How to tune a PID controller to a nonlinear process?

You don't. You linearize the process, then have the PID controller work on the linear values.

By "linearize the process", I don't mean to actually make the process itself linear. That usually can't be done due to physics. However, you can put something non-linear between the output of the PID controller and the process input so that the PID output linearly controls the process from the PID controller's point of view.

Such a linearizer doesn't need to be very accurate since it is inside the feedback loop.
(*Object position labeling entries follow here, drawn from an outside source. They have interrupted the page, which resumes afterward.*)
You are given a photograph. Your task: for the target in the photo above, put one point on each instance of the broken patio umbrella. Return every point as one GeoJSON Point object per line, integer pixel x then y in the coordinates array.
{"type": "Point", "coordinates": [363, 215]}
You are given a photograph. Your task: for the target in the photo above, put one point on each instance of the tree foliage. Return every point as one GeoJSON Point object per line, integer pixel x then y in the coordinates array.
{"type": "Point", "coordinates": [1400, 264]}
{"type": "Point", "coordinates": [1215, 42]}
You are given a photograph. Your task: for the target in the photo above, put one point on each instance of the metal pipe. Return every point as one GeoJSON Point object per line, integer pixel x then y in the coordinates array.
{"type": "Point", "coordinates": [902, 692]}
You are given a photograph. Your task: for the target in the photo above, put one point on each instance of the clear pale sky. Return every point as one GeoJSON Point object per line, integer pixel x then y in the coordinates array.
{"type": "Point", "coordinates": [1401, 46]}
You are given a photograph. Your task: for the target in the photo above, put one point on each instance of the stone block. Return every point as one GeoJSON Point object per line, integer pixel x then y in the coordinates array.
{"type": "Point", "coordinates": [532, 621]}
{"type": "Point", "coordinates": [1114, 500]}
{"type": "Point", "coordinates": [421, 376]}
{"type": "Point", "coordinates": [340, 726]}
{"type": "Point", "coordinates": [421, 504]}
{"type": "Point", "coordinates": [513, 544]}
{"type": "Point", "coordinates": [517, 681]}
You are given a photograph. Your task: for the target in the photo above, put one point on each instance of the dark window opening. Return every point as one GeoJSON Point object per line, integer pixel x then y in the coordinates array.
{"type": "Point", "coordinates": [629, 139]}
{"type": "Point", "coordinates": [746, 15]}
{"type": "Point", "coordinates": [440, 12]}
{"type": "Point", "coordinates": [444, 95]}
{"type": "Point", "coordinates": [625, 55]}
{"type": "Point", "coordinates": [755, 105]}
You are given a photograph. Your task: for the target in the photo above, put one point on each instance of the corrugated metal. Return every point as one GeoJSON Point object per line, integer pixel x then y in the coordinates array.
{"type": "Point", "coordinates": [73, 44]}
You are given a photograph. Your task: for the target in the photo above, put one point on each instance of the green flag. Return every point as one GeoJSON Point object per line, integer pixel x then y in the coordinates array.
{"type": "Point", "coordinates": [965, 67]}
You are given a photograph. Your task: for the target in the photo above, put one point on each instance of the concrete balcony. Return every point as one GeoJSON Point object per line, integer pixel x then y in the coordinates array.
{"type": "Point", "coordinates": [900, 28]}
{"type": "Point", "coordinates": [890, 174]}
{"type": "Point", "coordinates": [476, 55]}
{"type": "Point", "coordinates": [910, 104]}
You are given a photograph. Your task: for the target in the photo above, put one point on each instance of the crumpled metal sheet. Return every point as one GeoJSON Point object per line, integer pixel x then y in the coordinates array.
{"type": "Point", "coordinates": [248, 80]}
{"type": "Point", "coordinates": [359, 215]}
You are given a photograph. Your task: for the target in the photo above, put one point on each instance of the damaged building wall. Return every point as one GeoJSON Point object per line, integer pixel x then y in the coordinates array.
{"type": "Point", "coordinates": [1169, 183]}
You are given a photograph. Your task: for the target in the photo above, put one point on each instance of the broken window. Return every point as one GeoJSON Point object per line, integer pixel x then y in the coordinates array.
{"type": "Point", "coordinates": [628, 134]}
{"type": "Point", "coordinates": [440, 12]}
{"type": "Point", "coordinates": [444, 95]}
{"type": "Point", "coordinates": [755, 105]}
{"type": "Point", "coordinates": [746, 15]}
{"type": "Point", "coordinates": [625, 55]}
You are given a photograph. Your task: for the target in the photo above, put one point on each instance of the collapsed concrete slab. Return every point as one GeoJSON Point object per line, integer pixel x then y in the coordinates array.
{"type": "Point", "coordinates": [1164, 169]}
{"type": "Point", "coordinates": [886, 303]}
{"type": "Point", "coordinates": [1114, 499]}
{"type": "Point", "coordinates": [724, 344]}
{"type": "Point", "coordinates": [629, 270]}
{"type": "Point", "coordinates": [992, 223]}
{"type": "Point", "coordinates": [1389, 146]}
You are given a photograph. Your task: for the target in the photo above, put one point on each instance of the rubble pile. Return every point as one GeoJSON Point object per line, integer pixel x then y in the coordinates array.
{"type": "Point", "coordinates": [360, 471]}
It's purpose is to give the appearance of roughly constant gain across the control dynamic range. A simple and general way is a piece-wise linear table-based function. 16 or 32 segments is usually enough for anything but very highly non-linear processes.
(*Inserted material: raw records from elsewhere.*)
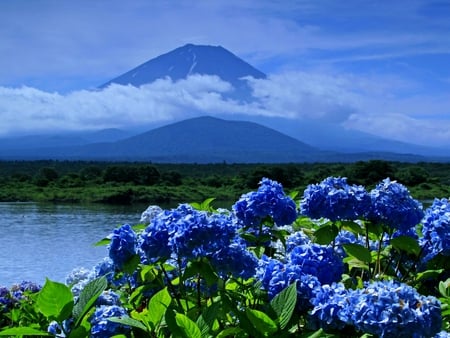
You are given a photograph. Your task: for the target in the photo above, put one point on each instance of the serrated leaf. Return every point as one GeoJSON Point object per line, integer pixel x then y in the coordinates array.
{"type": "Point", "coordinates": [55, 301]}
{"type": "Point", "coordinates": [407, 244]}
{"type": "Point", "coordinates": [88, 296]}
{"type": "Point", "coordinates": [158, 305]}
{"type": "Point", "coordinates": [444, 288]}
{"type": "Point", "coordinates": [261, 322]}
{"type": "Point", "coordinates": [187, 326]}
{"type": "Point", "coordinates": [206, 320]}
{"type": "Point", "coordinates": [23, 331]}
{"type": "Point", "coordinates": [128, 322]}
{"type": "Point", "coordinates": [229, 332]}
{"type": "Point", "coordinates": [284, 304]}
{"type": "Point", "coordinates": [427, 274]}
{"type": "Point", "coordinates": [326, 234]}
{"type": "Point", "coordinates": [358, 251]}
{"type": "Point", "coordinates": [352, 226]}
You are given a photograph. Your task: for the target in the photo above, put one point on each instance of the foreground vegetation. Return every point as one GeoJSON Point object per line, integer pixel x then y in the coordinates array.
{"type": "Point", "coordinates": [168, 184]}
{"type": "Point", "coordinates": [340, 260]}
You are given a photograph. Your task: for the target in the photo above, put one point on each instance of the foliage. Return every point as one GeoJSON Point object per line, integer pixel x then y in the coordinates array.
{"type": "Point", "coordinates": [342, 261]}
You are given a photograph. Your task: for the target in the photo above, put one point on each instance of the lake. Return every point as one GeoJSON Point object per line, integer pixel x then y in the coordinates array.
{"type": "Point", "coordinates": [49, 240]}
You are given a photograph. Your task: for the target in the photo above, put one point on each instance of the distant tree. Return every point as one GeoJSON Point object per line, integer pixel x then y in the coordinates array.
{"type": "Point", "coordinates": [91, 173]}
{"type": "Point", "coordinates": [172, 178]}
{"type": "Point", "coordinates": [413, 176]}
{"type": "Point", "coordinates": [45, 175]}
{"type": "Point", "coordinates": [370, 172]}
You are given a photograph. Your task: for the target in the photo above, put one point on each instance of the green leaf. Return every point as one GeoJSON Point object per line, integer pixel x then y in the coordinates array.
{"type": "Point", "coordinates": [428, 274]}
{"type": "Point", "coordinates": [284, 304]}
{"type": "Point", "coordinates": [158, 305]}
{"type": "Point", "coordinates": [131, 264]}
{"type": "Point", "coordinates": [55, 301]}
{"type": "Point", "coordinates": [444, 288]}
{"type": "Point", "coordinates": [358, 251]}
{"type": "Point", "coordinates": [206, 320]}
{"type": "Point", "coordinates": [88, 296]}
{"type": "Point", "coordinates": [127, 321]}
{"type": "Point", "coordinates": [187, 326]}
{"type": "Point", "coordinates": [23, 331]}
{"type": "Point", "coordinates": [203, 268]}
{"type": "Point", "coordinates": [261, 322]}
{"type": "Point", "coordinates": [352, 226]}
{"type": "Point", "coordinates": [406, 243]}
{"type": "Point", "coordinates": [326, 234]}
{"type": "Point", "coordinates": [229, 332]}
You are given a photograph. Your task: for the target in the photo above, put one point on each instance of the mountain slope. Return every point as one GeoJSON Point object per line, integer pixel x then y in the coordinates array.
{"type": "Point", "coordinates": [192, 59]}
{"type": "Point", "coordinates": [206, 139]}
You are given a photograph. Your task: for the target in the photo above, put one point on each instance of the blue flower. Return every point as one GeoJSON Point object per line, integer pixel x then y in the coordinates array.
{"type": "Point", "coordinates": [318, 260]}
{"type": "Point", "coordinates": [236, 260]}
{"type": "Point", "coordinates": [392, 205]}
{"type": "Point", "coordinates": [123, 245]}
{"type": "Point", "coordinates": [334, 199]}
{"type": "Point", "coordinates": [276, 276]}
{"type": "Point", "coordinates": [268, 201]}
{"type": "Point", "coordinates": [101, 327]}
{"type": "Point", "coordinates": [154, 240]}
{"type": "Point", "coordinates": [199, 234]}
{"type": "Point", "coordinates": [187, 233]}
{"type": "Point", "coordinates": [108, 297]}
{"type": "Point", "coordinates": [296, 239]}
{"type": "Point", "coordinates": [391, 309]}
{"type": "Point", "coordinates": [328, 302]}
{"type": "Point", "coordinates": [436, 229]}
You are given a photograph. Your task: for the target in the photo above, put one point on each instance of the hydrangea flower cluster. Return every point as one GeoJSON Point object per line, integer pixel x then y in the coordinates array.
{"type": "Point", "coordinates": [436, 229]}
{"type": "Point", "coordinates": [268, 201]}
{"type": "Point", "coordinates": [295, 239]}
{"type": "Point", "coordinates": [276, 276]}
{"type": "Point", "coordinates": [392, 205]}
{"type": "Point", "coordinates": [123, 245]}
{"type": "Point", "coordinates": [329, 301]}
{"type": "Point", "coordinates": [334, 199]}
{"type": "Point", "coordinates": [383, 308]}
{"type": "Point", "coordinates": [318, 260]}
{"type": "Point", "coordinates": [236, 260]}
{"type": "Point", "coordinates": [101, 327]}
{"type": "Point", "coordinates": [187, 233]}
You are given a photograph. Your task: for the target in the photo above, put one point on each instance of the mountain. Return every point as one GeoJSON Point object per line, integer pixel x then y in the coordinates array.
{"type": "Point", "coordinates": [193, 59]}
{"type": "Point", "coordinates": [203, 140]}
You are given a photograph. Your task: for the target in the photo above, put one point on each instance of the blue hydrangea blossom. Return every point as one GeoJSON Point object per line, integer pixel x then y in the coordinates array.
{"type": "Point", "coordinates": [101, 327]}
{"type": "Point", "coordinates": [334, 199]}
{"type": "Point", "coordinates": [393, 206]}
{"type": "Point", "coordinates": [436, 229]}
{"type": "Point", "coordinates": [276, 276]}
{"type": "Point", "coordinates": [390, 309]}
{"type": "Point", "coordinates": [123, 245]}
{"type": "Point", "coordinates": [318, 260]}
{"type": "Point", "coordinates": [269, 200]}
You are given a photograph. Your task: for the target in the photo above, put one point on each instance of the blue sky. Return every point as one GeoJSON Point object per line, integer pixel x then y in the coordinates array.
{"type": "Point", "coordinates": [381, 67]}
The worst case example I've run into was controlling the current thru a electron tube by changing how hard the cathode filament was driven. The function of cathode temperature to electron beam current is highly non-linear, and the system controlling the cathode filament current was somewhat non-linear too. In this case it was too hard to predict this whole mess, so I used a calibration procedure during production that stepped thru the filament drive control values, measured beam current for each, then computed a 32 segment lookup table from that. It worked very well, and we were able to tune the beam current PID controller for good response across the whole range.

Without a linearizing function in front of the process, you have to tune the PID controller for stability at the highest incremental gain point of the process. This then results in very damped behavior at other points.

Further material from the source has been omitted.